After they had blown out the candle, she lay awake for a time, thinking of her parents and family, of Nurse and the rest of the household, of Jack’s odd creaking call when he greeted her. They were all so far away, and no telling when she would see them again. She wondered where Henry was, and said a prayer for his safety and comfort.

The confusion of rumour about Charles worried her, too. Surely he should have reached France long ago? Why had the news not come to England? Perhaps he had wished to keep his presence secret for some time. But what if he had been apprehended? Or been forced to change his plans? If he really had gone to Scotland or London, then what would become of her and John when they reached France—if they reached it? They had not yet gone half the way to Yarmouth, and the thought of walking another hundred weary miles with winter coming on brought a chill to her heart.

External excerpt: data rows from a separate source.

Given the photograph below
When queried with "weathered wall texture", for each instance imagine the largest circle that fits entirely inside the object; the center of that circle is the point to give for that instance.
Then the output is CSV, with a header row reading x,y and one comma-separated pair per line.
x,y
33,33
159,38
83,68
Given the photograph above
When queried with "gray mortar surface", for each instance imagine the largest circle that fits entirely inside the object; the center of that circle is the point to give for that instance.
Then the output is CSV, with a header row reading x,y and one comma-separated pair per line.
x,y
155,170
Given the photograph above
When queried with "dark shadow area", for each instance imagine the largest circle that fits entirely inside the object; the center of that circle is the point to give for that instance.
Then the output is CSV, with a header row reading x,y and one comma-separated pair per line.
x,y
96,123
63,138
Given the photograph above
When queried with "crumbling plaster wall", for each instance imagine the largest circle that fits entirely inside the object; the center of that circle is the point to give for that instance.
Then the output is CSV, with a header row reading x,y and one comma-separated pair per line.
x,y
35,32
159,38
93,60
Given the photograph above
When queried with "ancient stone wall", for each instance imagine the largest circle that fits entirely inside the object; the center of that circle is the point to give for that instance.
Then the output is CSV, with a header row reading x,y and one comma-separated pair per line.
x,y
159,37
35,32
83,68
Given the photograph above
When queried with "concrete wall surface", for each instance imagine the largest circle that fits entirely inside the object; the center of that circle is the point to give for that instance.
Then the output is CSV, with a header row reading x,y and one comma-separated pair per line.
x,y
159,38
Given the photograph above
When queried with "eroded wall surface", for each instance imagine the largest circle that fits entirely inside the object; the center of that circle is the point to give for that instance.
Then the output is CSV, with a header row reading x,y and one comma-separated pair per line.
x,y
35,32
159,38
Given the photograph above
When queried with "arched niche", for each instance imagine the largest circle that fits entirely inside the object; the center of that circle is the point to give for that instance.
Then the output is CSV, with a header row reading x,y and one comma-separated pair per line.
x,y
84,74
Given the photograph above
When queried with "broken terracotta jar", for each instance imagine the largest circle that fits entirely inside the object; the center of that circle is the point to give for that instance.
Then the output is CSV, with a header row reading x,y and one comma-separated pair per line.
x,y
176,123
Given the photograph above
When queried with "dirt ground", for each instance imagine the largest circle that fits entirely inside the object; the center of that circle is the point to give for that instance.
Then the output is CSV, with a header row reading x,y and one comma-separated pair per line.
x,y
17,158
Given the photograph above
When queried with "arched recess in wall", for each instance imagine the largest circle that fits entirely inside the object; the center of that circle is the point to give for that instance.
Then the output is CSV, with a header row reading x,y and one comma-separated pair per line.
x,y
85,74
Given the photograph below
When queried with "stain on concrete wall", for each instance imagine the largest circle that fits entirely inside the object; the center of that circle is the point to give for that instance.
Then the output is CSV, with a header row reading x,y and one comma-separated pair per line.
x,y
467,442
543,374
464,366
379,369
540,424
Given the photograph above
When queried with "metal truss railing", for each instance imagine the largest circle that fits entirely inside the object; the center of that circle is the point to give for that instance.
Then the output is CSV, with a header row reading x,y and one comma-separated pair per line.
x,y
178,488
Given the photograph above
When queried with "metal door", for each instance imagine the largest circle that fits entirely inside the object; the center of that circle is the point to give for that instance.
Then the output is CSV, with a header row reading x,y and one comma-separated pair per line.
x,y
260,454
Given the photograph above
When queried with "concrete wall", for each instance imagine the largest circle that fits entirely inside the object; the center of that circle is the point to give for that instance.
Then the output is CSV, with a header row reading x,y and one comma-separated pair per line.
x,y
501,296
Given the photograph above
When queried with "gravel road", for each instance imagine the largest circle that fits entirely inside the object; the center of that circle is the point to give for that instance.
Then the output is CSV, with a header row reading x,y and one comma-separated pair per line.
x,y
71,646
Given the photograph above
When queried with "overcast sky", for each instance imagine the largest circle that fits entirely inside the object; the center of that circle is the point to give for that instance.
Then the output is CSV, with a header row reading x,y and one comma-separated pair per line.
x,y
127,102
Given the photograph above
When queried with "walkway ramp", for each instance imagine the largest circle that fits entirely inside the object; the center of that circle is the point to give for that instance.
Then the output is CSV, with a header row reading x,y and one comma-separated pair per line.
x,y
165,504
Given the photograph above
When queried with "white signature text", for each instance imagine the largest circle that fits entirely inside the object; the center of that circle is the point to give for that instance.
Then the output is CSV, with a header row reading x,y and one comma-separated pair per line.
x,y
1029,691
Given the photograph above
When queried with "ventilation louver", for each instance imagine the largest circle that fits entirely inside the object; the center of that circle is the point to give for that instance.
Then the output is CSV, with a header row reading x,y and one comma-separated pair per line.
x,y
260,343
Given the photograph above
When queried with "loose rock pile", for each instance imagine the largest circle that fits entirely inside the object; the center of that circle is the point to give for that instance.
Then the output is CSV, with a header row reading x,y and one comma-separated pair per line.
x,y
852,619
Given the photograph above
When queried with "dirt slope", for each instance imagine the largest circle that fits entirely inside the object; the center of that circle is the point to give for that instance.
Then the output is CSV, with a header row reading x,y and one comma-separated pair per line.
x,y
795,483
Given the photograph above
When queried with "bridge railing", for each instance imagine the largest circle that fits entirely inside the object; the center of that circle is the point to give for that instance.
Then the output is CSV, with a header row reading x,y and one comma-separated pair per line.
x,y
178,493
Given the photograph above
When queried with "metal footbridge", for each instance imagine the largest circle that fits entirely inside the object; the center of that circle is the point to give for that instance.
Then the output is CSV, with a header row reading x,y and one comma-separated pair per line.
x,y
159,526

Another fear was becoming hard to put from her mind. She had still not had her monthly courses, and in so many ways, her body felt different. She felt thicker at the middle and heavy somehow, her lower body ached, and she was exhausted. But of course, she tried to reassure herself, the aches and tiredness could be put down to the endless miles, sometimes scant food, uncomfortable sleeping conditions, and constant worry. John would likely know how a woman felt in the first weeks of being with child, but she could certainly not ask him. She dreaded the thought that if she was carrying Charles’s baby, they would not reach France before her condition became obvious.